In my Master's I had a tutor from Indonesia. For me he was like the best teacher ever and I felt he made everything crystal clear and helped me really understand some hairy concepts. Then I spoke to a British friend who complained she couldn't understand a word he was saying and she hated every minute of his class.

Sometimes I think native and non-native speakers of English really speak two different languages.


It doesn’t look wrong or stupid.


Setting aside the question of utility (ease of use issues),

English spelling is also a "side channel" which persists information about the word which is lost (recoverable only via lookup) when spelling is normalized.

With things as they are, the etymology of words is often visible in their spelling; this has practical implications such as imparting shades of meaning through allusion, which are one reason English has retained lots of near-synonyms, but not discarded them. This means it allows for a particular kind of nuance.

As a native speaker of English I find the relative paucity of vocabulary confounding (or comical); it is now expected in my (bilingual) household that when where English draws distinctions, Spanish reuses. My German-speaking father in law is always entertaining us with cases where German constructs words through liberal compounding, where English doesn't.
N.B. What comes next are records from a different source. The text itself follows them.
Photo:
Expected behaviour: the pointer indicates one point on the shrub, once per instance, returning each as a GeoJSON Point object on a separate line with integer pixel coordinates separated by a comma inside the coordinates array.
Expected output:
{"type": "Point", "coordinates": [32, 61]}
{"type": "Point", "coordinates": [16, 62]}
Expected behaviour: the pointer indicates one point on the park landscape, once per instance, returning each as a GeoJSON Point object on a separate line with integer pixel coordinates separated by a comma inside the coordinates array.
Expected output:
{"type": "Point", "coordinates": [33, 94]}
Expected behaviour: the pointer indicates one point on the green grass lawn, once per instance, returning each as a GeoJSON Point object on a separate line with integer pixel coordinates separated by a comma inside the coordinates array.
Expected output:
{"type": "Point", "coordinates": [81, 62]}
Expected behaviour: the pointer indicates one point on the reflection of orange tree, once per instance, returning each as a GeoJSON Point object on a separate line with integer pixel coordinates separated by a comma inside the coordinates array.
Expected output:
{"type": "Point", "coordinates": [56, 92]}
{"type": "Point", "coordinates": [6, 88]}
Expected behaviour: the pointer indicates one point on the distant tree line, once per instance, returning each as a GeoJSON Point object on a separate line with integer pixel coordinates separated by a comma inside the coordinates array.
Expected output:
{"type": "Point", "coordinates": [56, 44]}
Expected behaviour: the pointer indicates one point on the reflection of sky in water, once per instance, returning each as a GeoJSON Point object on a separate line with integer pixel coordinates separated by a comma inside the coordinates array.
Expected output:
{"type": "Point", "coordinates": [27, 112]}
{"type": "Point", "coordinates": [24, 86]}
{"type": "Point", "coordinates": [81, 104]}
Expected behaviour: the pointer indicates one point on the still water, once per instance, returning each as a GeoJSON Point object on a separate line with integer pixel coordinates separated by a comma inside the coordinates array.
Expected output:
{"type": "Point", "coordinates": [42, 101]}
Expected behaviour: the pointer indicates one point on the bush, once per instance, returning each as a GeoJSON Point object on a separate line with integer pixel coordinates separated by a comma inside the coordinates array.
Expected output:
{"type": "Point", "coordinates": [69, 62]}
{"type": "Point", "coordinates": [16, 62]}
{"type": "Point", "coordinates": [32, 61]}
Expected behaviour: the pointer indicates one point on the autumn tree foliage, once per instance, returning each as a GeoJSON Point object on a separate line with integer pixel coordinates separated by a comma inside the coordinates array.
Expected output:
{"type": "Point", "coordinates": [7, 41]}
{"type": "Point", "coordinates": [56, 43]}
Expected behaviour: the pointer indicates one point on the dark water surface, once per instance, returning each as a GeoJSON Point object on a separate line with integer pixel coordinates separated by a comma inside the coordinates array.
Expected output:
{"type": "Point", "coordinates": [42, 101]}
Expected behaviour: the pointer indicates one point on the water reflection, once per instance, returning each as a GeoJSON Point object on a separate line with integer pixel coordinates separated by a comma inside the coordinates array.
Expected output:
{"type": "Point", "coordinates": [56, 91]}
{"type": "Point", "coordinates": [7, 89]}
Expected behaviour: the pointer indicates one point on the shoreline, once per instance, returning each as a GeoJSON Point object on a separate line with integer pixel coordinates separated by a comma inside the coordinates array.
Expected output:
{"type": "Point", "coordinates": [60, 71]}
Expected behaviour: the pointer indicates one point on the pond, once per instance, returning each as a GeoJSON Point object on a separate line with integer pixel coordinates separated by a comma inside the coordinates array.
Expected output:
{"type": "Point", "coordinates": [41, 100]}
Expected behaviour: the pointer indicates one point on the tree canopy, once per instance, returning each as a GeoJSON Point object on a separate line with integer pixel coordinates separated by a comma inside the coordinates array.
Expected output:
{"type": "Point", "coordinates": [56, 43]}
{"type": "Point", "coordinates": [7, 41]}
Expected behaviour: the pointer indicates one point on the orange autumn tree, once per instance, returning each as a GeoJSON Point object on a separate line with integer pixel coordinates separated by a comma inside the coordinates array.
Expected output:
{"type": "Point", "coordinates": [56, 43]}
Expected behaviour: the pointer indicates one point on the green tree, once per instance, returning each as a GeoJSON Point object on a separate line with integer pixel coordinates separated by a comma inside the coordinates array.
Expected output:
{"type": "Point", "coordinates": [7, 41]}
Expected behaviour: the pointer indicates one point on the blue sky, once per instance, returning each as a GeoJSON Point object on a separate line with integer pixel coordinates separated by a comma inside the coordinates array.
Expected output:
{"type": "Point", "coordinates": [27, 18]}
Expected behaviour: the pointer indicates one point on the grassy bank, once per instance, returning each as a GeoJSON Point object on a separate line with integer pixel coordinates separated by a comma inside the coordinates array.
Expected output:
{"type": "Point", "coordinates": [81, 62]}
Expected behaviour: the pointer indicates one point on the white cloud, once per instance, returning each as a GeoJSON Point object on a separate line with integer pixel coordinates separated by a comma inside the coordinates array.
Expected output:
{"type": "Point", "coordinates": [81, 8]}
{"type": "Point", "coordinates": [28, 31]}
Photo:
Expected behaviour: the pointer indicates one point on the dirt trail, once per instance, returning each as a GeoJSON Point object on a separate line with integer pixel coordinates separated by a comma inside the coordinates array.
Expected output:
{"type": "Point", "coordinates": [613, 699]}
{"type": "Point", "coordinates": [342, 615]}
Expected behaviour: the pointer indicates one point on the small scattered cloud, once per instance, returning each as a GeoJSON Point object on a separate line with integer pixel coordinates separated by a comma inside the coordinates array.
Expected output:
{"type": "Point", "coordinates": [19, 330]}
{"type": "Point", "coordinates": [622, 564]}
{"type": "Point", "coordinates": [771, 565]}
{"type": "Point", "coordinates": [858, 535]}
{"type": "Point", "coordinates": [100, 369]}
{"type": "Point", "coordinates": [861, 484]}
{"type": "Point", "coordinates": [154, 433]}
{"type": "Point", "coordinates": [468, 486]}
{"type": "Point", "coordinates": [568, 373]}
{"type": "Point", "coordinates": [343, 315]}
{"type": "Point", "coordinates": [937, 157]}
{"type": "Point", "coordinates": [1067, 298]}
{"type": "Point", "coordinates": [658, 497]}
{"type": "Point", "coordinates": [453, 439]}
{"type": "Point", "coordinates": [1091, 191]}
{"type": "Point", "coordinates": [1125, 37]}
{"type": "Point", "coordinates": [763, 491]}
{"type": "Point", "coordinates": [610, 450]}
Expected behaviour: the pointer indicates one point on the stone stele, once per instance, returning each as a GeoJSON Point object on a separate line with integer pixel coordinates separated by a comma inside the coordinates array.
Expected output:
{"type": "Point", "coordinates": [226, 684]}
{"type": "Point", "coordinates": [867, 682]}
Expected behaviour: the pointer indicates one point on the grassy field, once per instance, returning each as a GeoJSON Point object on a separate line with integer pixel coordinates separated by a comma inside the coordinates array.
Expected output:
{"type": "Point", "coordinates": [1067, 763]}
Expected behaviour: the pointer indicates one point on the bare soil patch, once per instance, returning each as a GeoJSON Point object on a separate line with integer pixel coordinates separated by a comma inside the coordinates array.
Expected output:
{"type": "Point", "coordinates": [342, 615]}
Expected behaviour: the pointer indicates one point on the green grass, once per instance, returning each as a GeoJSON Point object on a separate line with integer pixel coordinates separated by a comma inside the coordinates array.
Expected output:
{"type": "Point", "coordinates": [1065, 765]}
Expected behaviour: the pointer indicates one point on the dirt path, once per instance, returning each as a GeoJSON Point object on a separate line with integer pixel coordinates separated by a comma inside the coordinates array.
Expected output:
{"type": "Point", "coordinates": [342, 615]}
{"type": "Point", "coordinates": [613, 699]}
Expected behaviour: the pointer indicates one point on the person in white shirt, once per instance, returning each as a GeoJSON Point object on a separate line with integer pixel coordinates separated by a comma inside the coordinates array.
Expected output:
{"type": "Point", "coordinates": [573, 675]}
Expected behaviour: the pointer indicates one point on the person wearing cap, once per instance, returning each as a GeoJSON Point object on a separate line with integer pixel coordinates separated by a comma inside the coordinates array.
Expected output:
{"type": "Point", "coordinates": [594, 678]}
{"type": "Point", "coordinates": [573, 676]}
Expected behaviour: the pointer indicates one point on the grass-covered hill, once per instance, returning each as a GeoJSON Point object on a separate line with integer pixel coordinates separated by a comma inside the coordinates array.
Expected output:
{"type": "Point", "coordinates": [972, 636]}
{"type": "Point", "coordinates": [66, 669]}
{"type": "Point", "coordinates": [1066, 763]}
Which is just to say, problems aside, English's maddening spelling almost always encodes useful information. For some uses. (Not tech docs, but more than poetry.)

Interesting footnote to this: English has many "backformations," cases where the spelling of some words has conformed over time to that of similar words from other languages, even when they etymologically unrelated. My favorite example of this is "strawberry" in which the "berry" is a backformation.


Another footnote: English vocabulary and etymology also encode history beyond provenance.

The words in English for meat and its sources are the go-to example.

The words for the animals, are from Anglo-Saxon. The words for the meat as you eat it, are from French.

Because England acquired its French from occupation c. 1066; the peasants knew the animals but it was the new French-speaking aristocracy were the ones that ate them.


It shows simultaneously how crazy it currently is, and why it'll never change (at least not on that time scale)!


English is not my native language, yet I didn't realize how peculiar it is until I saw this video below ("What if English Were Phoenetically Consistant"). All these years I thought my native languages were hard to learn for foreigners (French for the spelling, Serbo-Croatian for it's grammar, both of which have seemingly been designed by insane people) and English easy, didn't realize how hard it is prior to said video. I guess it is made easier by the fact it's the go-to Internet and international language so I get more exposure to it than I do to my native ones.